Few psychologists would deny that psychological measurement is messy and that observed scores are biased by systematic and random measurement error. It is therefore surprising that also few psychologists are actually trying to do something about this by using multi-method measurement models to control for measurement error. Multi-method measurement models are usually published by psychometricians who are only interested in measurement, but not in substantive theories. As a result, most published work relies on messy measures with unknown validity. This is also true for research on well-being. Given the lack of emphasize on measurement, it is also very difficult to find competent reviewers of work that uses measurement models because most well-being researchers are not trained in measurement.
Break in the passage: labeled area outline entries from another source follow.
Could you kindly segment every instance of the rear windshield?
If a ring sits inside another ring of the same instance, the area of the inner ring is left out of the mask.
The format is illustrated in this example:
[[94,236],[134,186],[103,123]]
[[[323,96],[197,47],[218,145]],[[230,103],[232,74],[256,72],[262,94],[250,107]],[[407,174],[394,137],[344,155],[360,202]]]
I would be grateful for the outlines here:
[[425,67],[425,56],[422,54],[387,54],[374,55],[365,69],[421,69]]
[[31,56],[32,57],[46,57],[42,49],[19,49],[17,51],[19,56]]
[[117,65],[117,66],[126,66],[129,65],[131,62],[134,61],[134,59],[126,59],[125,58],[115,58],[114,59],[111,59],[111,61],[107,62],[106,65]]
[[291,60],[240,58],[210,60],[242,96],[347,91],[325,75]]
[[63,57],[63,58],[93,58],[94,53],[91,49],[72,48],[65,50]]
To avoid the pain of peer-review, I am presenting the result of a complex model of well-being as a blog post. This model addresses many unanswered questions in the well-being literature. This may sound like a good thing, but it is a problem. Psychology articles are designed to answer one question at a time. Hopefully, without any concern about effect sizes. Like, does money buy happiness? Yes or No? Or, does neuroticism predict well-being. Of course, it does. This piecemeal work often culminates in a meta-analysis that shows the average correlation across many studies. Although this information quantifies effects, nobody knows what to do with this quantitative information. Psychologists are not used to think in terms of complex models with multiple variables that can all influence each other. In fact, they despise these models becaues they make causal assumptions with correlational data. What would happen if we allowed that. After all, we pride ourselves on the use of experiments which makes us superior to the social sciences that use correlations. The problem is that nobody has come up with a good experiment to study what makes lives good that could be adminstered on Mturk for 20 cents per participant.
Ok, rant over.
1. A measurement model of well-being.
The most widely used indicators of well-being are life-satisfaction judgments. They have high face validity because they directly ask respondents to evaluate their lives with a subjectively chosen ideal. However, face validity does not imply that a measure is valid or that all of the variance in it is valid variance. The most widely used evidence to claim that self-ratings of life-satisfaction are valid indicators of well-being is that they show convergent validity with informant ratings. Although everybody might be lying, it is more likely that agreement between raters reflects some valid information about individuals’ lives.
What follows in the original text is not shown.